Choqué de frente contra el fuego y se apagó. Sin querer, las ganas se fueron al carajo.

jueves, 13 de octubre de 2011

Cuando respirar se hace difícil

Hola, ¿Cómo estás? ¿ Qué andarás haciendo de tu vida? ¿Te acordarás de mi? ¿Me tenés presente en ciertos momentos de tu vida, o alguna vez lo hiciste?
Juro que intenté poner en el fuego toda la leña que pude; y si pensás que falta más tengo una buena cantidad de diarios que pueden llegar a avivar el fogón.
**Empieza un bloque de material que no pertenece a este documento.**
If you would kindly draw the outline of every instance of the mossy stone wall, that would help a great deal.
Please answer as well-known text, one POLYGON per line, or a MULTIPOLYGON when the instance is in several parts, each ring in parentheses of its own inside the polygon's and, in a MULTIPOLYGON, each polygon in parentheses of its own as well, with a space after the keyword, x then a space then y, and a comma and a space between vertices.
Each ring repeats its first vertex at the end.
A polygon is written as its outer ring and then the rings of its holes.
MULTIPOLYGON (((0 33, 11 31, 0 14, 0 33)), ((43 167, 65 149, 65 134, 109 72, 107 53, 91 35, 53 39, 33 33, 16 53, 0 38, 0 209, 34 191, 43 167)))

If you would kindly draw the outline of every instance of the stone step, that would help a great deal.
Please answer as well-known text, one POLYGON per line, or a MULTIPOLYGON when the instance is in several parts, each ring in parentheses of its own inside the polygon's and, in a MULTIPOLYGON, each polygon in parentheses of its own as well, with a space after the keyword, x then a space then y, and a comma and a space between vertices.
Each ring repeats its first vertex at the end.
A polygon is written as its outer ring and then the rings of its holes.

Pero ahora... desde lo más profundo de mi corazón, siento que por más que lo siga intentando, esa llama se va a apagar.
Te juro, que traté de equilibrar mi vida y dejarla en punto muerto para dedicarle unos minutos a la comprensión o al intento de hacerlo... de poder comprenderte. Y NO SIRVIÓ DE NADA!!
Que seamos distintos no implica que no podamos coexistir. No pretendo ser la mejor, pero no voy a dejar que te apropies de algo que también es mío, porque también me pertenece, y que en cada vez que me nombras pareciera que no fuese así.
Perdoname, pero ya no aguanto más. Ya no más... y ahora que lo pienso bien, no es que la llama se apaga; sino que creció tan desmedidamente que dejó de ser un elemento esencial, dejó de dar luz y calor en mis noches oscuras y congeladas. El fuego está más vivo que nunca y consume todo lo poco que queda... y en este caso HUIR es lo mejor, o dicho de otra manera: HACERSE A UN LADO.

No es lo que merezco pero ya vendrán tiempos mejores.

sábado, 24 de septiembre de 2011

Probablemente el sujeto tácito de la vida sea la vida misma...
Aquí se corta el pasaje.